Low-margin companies like Amazon are always underresourced, so employees experience this choice more often. If you don't pick quickly and dodge the rest, the avalanche of choices eventually crushes you.
part 2.
When faced with 100 options how do you choose 5? I struggled with prioritization for years because I thought it meant finding the One Best Tool that would make decisions for me. I didn’t understand that prioritization is always a complex system that includes:
Goals. Shared, measurable targets provide the strategic backbone that keeps independent work aligned.
Tenets. Principles that help team members make faster, consistent decisions without consulting each other. Good tenets clarify common sources of indecision or ambiguity.
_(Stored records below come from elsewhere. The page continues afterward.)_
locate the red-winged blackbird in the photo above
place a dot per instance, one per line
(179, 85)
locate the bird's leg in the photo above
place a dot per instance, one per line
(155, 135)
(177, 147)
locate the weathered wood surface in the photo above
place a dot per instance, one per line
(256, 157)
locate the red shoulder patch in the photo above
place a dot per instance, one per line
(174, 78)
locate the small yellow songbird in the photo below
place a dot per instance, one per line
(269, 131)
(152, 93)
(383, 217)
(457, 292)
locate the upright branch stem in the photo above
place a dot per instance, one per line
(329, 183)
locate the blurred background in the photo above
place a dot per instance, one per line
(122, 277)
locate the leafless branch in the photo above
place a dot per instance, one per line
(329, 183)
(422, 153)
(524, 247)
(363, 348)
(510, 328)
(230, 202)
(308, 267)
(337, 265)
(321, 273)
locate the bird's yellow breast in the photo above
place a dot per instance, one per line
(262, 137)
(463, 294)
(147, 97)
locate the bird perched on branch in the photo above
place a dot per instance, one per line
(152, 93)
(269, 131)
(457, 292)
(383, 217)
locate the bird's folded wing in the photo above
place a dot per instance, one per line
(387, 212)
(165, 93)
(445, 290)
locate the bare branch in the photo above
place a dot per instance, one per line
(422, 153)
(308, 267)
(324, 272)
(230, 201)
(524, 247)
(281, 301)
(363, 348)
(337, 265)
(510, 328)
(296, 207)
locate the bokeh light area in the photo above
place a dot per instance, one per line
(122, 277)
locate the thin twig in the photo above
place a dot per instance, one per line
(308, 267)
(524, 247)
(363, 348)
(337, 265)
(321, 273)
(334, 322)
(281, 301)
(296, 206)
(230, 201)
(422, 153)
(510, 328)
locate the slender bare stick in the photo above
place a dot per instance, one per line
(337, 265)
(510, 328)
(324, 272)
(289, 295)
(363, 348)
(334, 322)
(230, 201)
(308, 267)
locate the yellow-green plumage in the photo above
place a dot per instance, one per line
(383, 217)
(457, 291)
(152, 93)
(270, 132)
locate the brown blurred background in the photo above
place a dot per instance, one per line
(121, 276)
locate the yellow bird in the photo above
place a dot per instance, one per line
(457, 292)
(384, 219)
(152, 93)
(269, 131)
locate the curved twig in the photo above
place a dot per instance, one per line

Evaluation. The tool: a method for quickly and consistently identifying high-value work by modeling its impact on your goals.
Choice. Picking high-value items to focus on and ignoring the rest. Speed matters: choose work you're more interested or skilled in than average.
Communication. Informing people of your choices and reasoning. You build trust by repeatedly exposing your choices to criticism and proving you’re listening, even if you stick with your plan.
Evidence. You cement trust by delivering the results you promised. Data wins arguments at Amazon and most companies, so plan what and how you will measure. Let your tangible results convince others to ignore the theoretical impact of the 95 things you pass on.
part 3.
The hardest part of prioritization for me is letting go of the things I choose not to pursue. For years my solution was brute force: I would work the extra hours. I would spend my free time practicing skills that stretched my capacity.
The worst part is, this works for a while. You can burn harder, fueling the fire with lunch hours and long nights and weekends—and eventually your body, mental health, and happiness. You might even call it success as your withered husk collapses in a pile of bank balances.
But how would you remember me? "Here lies Andrew; he never disappointed anyone." That's not what I care about accomplishing.
To escape that cycle and focus my time, I had to be honest about what validation matters most to me. It's not equal: everyone gets a dopamine hit from likes on insta, But some people build lasting happiness on that type of attention.
Be honest about what matters most to you: love from family, laughter from friends, freedom, likes & subscribers, respect from peers, comfort in spirituality, fame, the pride of your children, gratitude from those you've served, whatever. Then work toward a life that lets you prioritize those things more and more often. With practice and time the rest becomes background noise.